So: what is a computation graph? Essentially, it’s a global data structure: a directed graph that captures instructions about how to calculate things.
Let’s walk through an example of how to build one. In the following figures, the top half is the code we ran and its output, and the bottom half is the resulting computation graph.
import tensorflow as tf
Graph:
Predictably, just importing Tensorflow does not give us an interesting computation graph. Just a lonely, empty global variable. But what about when we call a Tensorflow operation?
Code:
import tensorflow as tf
two_node = tf.constant(2)
print two_node
Output:
Tensor("Const:0", shape=(), dtype=int32)
Graph:
Would you look at that! We got ourselves a node. It contains the constant 2. Shocking, I know, coming from a function called tf.constant
. When we print the variable, we see that it returns a tf.Tensor
object, which is a pointer to the node that we just created. To emphasize this, here’s another example:
Code:
import tensorflow as tf
two_node = tf.constant(2)
another_two_node = tf.constant(2)
two_node = tf.constant(2)
tf.constant(3)
Graph:
Every time we call tf.constant
, we create a new node in the graph. This is true even if the node is functionally identical to an existing node, even if we re-assign a node to the same variable, or even if we don’t assign it to a variable at all.
In contrast, if you make a new variable and set it equal to an existing node, you are just copying the pointer to that node and nothing is added to the graph:
Code:
import tensorflow as tf
two_node = tf.constant(2)
another_pointer_at_two_node = two_node
two_node = None
print two_node
print another_pointer_at_two_node
Output:
None
Tensor("Const:0", shape=(), dtype=int32)
Graph:
Okay, let’s liven things up a bit:
Code:
import tensorflow as tf
two_node = tf.constant(2)
three_node = tf.constant(3)
sum_node = two_node + three_node ## equivalent to tf.add(two_node, three_node)
Graph:
Now we’re talking - that’s a bona-fide computational graph we got there! Notice that the +
operation is overloaded in Tensorflow, so adding two tensors together adds a node to the graph, even though it doesn’t seem like a Tensorflow operation on the surface.
Okay, so two_node
points to a node containing 2, three_node
points to a node containing 3, and sum_node
points to a node containing…+
? What’s up with that? Shouldn’t it contain 5?
As it turns out, no. Computational graphs contain only the steps of computation; they do not contain the results. At least…not yet!

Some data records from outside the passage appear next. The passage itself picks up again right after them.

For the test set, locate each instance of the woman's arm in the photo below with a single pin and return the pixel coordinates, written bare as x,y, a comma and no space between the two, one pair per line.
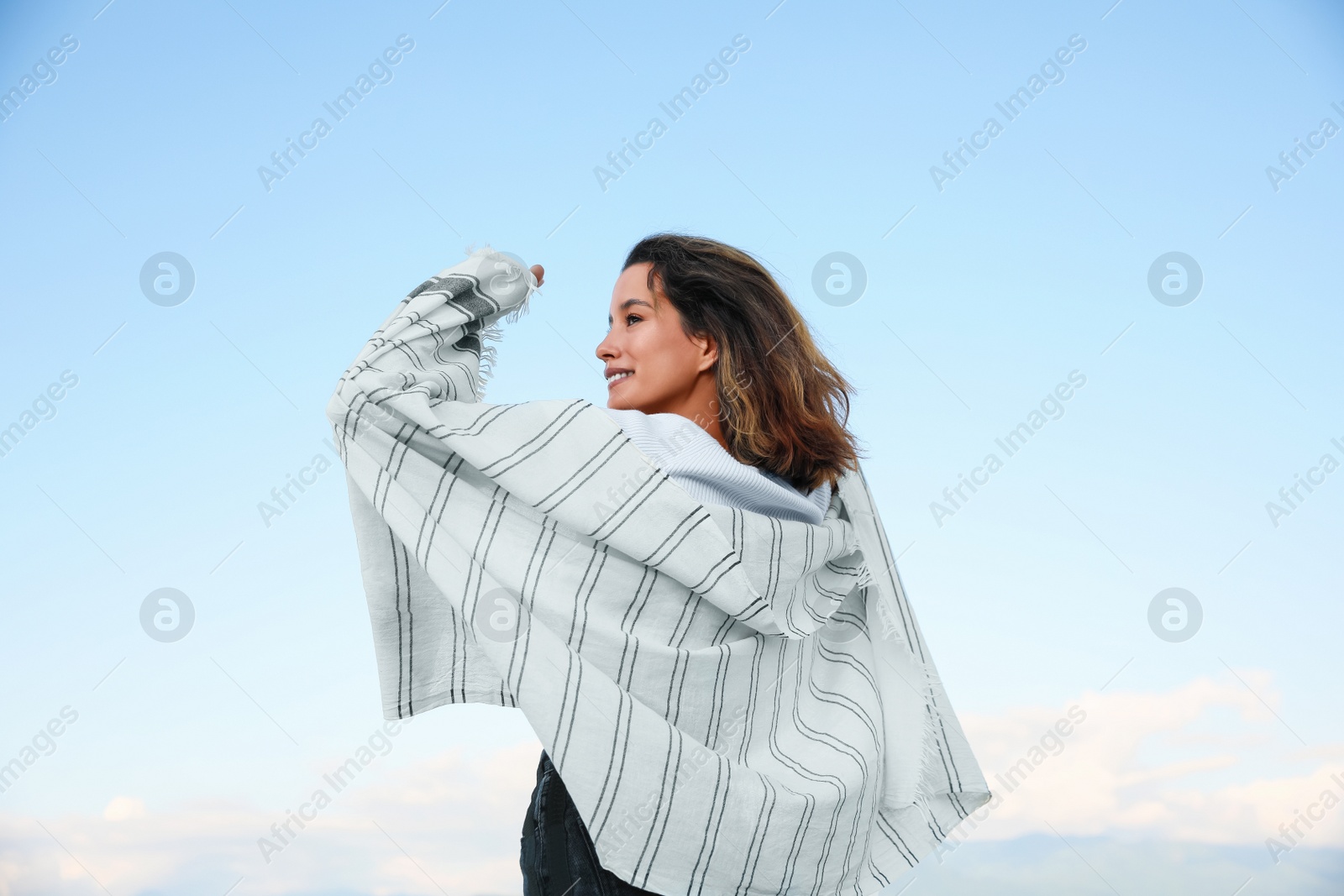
433,342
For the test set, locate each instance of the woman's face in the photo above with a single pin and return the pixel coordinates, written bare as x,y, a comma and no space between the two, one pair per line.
652,365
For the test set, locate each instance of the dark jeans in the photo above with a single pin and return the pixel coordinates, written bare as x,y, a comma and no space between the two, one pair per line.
558,856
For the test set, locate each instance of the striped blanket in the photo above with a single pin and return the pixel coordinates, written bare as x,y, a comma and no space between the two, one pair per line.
737,705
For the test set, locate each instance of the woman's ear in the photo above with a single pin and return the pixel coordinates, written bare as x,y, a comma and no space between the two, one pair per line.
709,351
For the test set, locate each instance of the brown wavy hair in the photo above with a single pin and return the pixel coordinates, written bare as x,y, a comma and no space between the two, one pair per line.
783,406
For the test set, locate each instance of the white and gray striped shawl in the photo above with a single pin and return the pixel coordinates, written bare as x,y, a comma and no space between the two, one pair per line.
737,705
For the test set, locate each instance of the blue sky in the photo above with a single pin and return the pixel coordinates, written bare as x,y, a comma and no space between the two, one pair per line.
983,296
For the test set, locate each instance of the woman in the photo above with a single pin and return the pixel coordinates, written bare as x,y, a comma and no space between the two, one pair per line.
689,593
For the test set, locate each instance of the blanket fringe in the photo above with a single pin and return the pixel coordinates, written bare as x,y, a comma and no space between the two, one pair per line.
931,754
492,333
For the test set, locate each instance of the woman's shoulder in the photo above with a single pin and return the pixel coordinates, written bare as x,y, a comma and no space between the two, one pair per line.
696,463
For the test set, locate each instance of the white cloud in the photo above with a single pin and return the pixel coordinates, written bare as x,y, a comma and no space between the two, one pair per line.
1205,762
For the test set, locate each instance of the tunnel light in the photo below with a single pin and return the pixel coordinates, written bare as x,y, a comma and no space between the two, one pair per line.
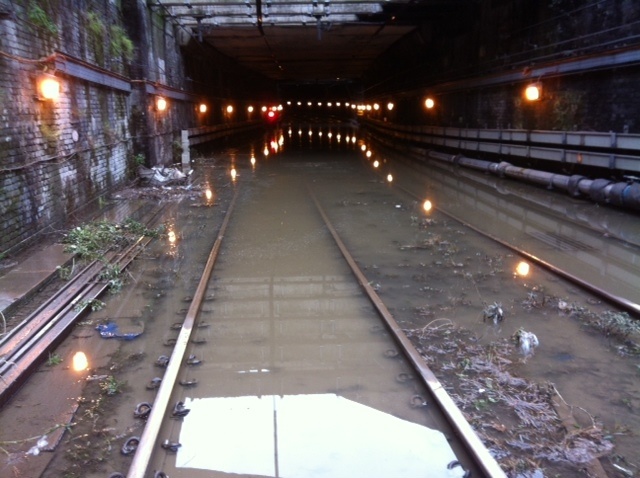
533,92
522,269
48,88
80,362
161,103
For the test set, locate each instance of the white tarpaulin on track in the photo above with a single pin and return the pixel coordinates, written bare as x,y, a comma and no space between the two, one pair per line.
308,436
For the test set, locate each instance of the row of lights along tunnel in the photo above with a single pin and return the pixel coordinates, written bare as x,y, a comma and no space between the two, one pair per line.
49,90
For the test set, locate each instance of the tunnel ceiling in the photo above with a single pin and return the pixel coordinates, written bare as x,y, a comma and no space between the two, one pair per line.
304,41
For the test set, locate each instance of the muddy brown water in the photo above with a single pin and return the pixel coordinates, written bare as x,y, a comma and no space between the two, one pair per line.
297,378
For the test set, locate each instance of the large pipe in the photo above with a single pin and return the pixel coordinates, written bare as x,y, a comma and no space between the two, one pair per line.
602,191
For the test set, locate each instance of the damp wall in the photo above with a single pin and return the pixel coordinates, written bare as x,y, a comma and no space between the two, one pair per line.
111,59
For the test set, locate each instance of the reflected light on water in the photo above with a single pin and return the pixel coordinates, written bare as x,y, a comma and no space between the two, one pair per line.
80,362
523,269
321,435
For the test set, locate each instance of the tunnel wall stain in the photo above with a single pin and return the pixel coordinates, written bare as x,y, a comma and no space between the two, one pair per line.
58,157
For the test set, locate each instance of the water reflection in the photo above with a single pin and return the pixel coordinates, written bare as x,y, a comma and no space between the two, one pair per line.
321,435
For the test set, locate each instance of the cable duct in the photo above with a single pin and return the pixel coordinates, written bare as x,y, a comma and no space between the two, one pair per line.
602,191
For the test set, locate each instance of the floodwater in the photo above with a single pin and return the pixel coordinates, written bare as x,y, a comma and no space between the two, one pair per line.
297,376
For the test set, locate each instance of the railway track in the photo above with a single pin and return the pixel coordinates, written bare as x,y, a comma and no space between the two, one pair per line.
27,344
476,456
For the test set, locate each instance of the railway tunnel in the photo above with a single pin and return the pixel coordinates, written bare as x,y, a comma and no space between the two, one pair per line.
344,329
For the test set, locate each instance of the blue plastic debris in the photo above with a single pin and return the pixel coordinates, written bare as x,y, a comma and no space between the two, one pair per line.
110,330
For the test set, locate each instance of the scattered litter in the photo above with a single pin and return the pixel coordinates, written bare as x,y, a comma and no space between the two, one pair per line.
526,341
494,312
110,330
161,176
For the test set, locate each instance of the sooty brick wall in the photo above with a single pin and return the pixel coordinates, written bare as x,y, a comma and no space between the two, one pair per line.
56,157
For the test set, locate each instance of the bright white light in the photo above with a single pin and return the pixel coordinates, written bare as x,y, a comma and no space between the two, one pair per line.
522,269
80,362
532,92
49,88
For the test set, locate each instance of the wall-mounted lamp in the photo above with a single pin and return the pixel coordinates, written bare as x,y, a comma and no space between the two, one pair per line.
48,87
161,103
533,92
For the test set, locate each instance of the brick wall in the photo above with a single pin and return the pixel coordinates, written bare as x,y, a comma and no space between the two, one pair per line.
56,157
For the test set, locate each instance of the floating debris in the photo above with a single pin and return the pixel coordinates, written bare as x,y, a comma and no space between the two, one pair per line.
418,401
179,410
170,446
494,313
455,464
110,330
154,383
526,341
404,377
193,360
130,446
142,410
162,361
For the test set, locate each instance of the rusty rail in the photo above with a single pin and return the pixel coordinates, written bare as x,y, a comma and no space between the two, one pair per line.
469,439
159,407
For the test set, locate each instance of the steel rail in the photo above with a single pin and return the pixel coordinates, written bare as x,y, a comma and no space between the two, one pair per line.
24,357
622,302
48,325
149,437
468,437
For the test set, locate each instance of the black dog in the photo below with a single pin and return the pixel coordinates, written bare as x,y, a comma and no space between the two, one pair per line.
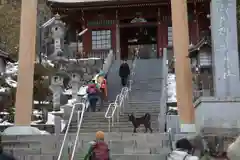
145,120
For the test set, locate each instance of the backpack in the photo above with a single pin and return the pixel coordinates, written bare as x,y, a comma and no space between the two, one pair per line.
92,90
100,151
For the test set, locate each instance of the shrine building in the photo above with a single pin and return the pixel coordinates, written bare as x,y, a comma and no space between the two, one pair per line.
126,24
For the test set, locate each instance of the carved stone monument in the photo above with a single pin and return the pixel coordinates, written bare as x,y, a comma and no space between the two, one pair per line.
57,89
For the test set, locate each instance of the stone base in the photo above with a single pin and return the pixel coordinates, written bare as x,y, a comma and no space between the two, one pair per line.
22,130
212,112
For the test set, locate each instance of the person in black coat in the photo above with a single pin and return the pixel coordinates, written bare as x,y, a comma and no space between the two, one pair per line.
124,72
3,155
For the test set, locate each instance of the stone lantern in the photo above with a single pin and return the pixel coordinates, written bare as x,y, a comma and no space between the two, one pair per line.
201,65
58,33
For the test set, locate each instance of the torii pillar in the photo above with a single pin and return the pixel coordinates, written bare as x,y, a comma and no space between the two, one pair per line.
24,95
182,65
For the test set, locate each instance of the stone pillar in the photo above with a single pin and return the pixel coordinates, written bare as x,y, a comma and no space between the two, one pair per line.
56,87
225,50
24,95
75,82
182,65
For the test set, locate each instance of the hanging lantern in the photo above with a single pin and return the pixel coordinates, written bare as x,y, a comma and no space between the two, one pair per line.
204,58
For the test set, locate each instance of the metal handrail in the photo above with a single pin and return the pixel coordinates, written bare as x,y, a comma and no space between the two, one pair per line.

Second Key Abstraction: The Session
If there were March Madness for misunderstood TensorFlow abstractions, the session would be the #1 seed every year. It has that dubious honor due to being both unintuitively named and universally present – nearly every Tensorflow program explicitly invokes tf.Session()
at least once.
The role of the session is to handle the memory allocation and optimization that allows us to actually perform the computations specified by a graph. You can think of the computation graph as a “template” for the computations we want to do: it lays out all the steps. In order to make use of the graph, we also need to make a session, which allows us to actually do things; for example, going through the template node-by-node to allocate a bunch of memory for storing computation outputs. In order to do any computation with Tensorflow, you need both a graph and a session.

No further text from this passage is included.